Jeremy Barr at The Hollywood Reporter asked CNN president Jeff Zucker and their “town hall” moderator Jake Tapper about critics of their “Students Demand Action” program on February 21. Zucker said it’s “silly” to cite the program as liberal or partisan. Tapper said critics will “get over it,” but “the people in that stadium, they won’t.”
Barr noted critics have used the town hall as “an example of how CNN has morphed into a partisan player.” As if the charge that CNN is a Trump-hating, Obama-loving network is brand new. They quoted CPAC organizer Matt Schlapp: “CNN has decided to take this path where they are kind of left-wing advocates."
It's a characterization that CNN president Jeff Zucker finds insulting. "That criticism is silly," Zucker tells The Hollywood Reporter. "The fact is we were there, we presented both sides.
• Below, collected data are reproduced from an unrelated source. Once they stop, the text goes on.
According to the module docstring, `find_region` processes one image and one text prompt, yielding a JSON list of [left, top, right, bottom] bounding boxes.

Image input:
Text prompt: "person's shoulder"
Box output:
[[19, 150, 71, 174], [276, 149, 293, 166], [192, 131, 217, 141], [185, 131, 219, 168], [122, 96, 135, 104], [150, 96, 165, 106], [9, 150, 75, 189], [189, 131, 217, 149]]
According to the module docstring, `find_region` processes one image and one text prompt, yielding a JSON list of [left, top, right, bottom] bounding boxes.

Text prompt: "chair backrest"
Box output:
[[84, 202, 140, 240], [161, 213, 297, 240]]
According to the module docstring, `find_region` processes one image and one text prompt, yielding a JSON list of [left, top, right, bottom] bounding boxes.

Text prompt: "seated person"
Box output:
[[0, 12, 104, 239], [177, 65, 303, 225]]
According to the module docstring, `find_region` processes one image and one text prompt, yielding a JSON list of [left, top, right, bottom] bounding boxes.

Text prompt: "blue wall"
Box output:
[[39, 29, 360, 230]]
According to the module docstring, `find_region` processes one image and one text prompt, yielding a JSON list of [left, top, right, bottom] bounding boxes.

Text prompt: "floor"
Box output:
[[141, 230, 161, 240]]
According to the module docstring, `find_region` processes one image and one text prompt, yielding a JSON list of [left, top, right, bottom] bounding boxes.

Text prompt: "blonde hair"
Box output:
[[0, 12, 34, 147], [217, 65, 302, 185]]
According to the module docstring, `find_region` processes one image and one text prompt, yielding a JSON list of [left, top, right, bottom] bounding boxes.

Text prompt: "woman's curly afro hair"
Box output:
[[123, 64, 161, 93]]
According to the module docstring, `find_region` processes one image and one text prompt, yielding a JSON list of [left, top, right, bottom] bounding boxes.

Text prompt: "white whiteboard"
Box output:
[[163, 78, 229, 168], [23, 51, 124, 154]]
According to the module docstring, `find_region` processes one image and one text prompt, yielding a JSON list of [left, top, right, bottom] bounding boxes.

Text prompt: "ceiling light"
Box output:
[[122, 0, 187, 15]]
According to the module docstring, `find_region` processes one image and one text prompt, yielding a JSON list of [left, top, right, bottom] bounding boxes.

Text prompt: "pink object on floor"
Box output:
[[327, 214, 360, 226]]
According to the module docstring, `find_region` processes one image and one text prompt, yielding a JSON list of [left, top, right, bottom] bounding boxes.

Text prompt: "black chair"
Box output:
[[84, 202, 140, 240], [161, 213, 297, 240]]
People who want to criticize are looking to just criticize before they even think about it." He points out that Sen. Marco Rubio could have been joined by Trump or Republican Florida Gov. Rick Scott, but both declined CNN's invitation. "That's not CNN's problem," he adds....
"I think it was a really important milestone in this conversation because for one of the few times, people who have different points of view were together," says Zucker. "And the problem is: all too often, whether it’s on blogs or websites or partisan television networks, people are just talking to themselves. And nothing will ever change if we don’t start talking to one another."
This is how arrogant the network bosses are. They can set up Marco Rubio and Dana Loesch to be ripped as evil, to be booed and called “murderers” by a mob, and then say “we presented both sides...it’s not our problem if Trump didn’t show up.” He thinks he's not running a "partisan television network," even as it presents the president as mentally unfit and potentially dictatorial.
Barr quoted little chunks of Tapper dismissing the "cottage industry" of conservatives who always attack CNN:
"People even view grief through a partisan lens," says Jake Tapper, who moderated the town hall. Tapper, who presided over the event with a noticeably light touch, accepts "legitimate" critiques and rejects complaints that, he says, emanate from the "cottage industry of people who criticize CNN no matter what we do."
Tapper tells THR he's more concerned about the families of the victims of the shooting than he is about those who claim to be outraged by CNN's programming decisions. "However offended anybody was at the passion in the town hall, and however upset they were at mean words that were said to Sen. Rubio or Dana Loesch, they'll get over it," he says. "And the people in that stadium, they won't."